[polyml] Memory consumption profiling in PolyML

24 Sep 2011

      Hi David.
Thanks for thinking about this one. I hadn't realised that type information was erased in PolyML's store. That makes the problem significantly more complicated than I had thought.
The approach you suggested sounds sensible. It could also scale to more general classifications than functions in the future. Functions just happen to be objects with profile space associated with them. You could also allocated profiling nodes for modules, types, etc if that turned out to be useful. It occurs to me that this is probably how the Haskell statistics module works (I dimly recall choices about different ways to allocate profile nodes).
I only recommended types since I assumed that information was already available. I think that knowledge of the allocating function would be just as useful.
The situation is indeed that the final dataset is larger than expected. Isabelle does a lot of internal work checking proofs, but should then be able to discard the internal states if the proof is valid. There still seems to be a lot of data left lying around, and it would be nice to know what it was or where it came from. There are a lot of add-on packages which may be contributing, and no single author has overall vision of what they all do.

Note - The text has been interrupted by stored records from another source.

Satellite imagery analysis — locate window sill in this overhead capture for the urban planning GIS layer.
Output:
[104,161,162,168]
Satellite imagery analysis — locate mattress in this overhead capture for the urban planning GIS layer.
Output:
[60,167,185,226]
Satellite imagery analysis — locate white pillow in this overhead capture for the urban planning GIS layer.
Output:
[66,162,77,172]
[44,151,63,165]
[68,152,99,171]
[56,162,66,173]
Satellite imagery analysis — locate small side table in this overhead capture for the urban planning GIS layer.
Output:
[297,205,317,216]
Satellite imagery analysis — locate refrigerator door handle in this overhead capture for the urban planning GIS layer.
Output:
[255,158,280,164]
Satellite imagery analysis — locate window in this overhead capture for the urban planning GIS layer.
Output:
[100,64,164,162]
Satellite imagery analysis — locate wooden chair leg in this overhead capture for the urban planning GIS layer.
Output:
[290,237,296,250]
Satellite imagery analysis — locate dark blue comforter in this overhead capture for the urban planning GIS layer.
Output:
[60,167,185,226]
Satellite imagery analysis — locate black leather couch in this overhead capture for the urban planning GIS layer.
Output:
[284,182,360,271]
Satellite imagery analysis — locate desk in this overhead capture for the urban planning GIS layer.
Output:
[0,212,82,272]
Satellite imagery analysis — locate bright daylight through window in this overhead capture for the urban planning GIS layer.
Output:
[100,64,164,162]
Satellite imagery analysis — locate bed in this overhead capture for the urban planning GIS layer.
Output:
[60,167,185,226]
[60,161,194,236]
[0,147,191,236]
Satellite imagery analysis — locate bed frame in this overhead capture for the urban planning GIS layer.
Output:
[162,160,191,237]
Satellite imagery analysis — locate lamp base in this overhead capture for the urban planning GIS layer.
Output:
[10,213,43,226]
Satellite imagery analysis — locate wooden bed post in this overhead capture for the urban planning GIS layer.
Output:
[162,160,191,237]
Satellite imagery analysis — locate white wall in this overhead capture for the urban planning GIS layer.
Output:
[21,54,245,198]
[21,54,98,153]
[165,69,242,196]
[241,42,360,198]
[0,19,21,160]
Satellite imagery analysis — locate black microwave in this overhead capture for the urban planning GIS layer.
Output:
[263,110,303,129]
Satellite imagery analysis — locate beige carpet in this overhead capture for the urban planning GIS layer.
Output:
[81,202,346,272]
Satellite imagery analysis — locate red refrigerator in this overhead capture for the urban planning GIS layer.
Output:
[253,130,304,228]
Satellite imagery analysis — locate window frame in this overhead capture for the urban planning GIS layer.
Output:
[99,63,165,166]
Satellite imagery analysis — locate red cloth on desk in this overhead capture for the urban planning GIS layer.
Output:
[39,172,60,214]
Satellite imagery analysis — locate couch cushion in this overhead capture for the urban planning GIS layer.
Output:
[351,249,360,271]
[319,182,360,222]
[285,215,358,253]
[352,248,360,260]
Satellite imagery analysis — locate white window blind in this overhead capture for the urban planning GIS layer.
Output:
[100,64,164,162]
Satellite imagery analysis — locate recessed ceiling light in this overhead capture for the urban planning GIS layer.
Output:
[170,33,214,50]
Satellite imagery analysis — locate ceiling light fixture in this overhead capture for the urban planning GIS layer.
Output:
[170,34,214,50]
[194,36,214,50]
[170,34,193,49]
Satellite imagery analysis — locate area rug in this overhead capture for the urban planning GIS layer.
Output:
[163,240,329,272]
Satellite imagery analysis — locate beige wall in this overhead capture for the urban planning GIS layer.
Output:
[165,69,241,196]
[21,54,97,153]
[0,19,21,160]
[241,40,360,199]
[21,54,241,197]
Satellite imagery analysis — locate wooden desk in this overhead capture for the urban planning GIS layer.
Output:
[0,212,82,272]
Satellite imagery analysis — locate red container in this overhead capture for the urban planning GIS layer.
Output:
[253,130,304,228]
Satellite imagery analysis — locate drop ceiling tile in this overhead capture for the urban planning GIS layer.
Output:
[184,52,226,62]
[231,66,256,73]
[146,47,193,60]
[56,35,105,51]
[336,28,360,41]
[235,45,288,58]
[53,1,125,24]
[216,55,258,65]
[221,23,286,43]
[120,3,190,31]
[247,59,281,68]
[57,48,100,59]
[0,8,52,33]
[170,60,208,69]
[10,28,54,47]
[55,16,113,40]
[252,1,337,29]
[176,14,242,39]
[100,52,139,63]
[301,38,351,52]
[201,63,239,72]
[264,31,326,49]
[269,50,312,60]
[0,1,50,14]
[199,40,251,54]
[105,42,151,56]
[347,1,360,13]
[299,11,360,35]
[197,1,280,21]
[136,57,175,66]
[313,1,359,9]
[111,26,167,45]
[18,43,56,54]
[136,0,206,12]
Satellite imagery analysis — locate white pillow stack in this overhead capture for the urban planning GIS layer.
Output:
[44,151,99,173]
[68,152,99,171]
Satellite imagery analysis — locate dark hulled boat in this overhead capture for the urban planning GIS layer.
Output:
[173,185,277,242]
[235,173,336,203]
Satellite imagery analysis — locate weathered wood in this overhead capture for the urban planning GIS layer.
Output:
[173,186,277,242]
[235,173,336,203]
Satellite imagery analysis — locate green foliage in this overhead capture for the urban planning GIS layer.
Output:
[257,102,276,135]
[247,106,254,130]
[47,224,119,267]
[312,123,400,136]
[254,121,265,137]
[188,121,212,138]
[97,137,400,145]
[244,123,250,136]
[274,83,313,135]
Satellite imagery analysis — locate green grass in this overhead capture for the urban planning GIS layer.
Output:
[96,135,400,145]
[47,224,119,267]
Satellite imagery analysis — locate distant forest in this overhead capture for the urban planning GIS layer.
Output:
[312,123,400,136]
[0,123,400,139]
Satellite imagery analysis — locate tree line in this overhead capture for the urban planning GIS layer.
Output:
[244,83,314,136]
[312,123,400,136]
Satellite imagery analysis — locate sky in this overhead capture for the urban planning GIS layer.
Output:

If you have time to implement something like this, it would certainly be appreciated. I have no idea how difficult it would be. At the moment, we're toying with an alternative strategy, which is using the getLocalStats feature to profile memory consumption of various operations against a series of development snapshots of Isabelle to get an idea which changesets are relevant. It's possible this might get us enough information.
Yours,
    Thomas.
________________________________________
From: polyml-bounces@inf.ed.ac.uk [polyml-bounces@inf.ed.ac.uk] On Behalf Of David Matthews [David.Matthews@prolingua.co.uk]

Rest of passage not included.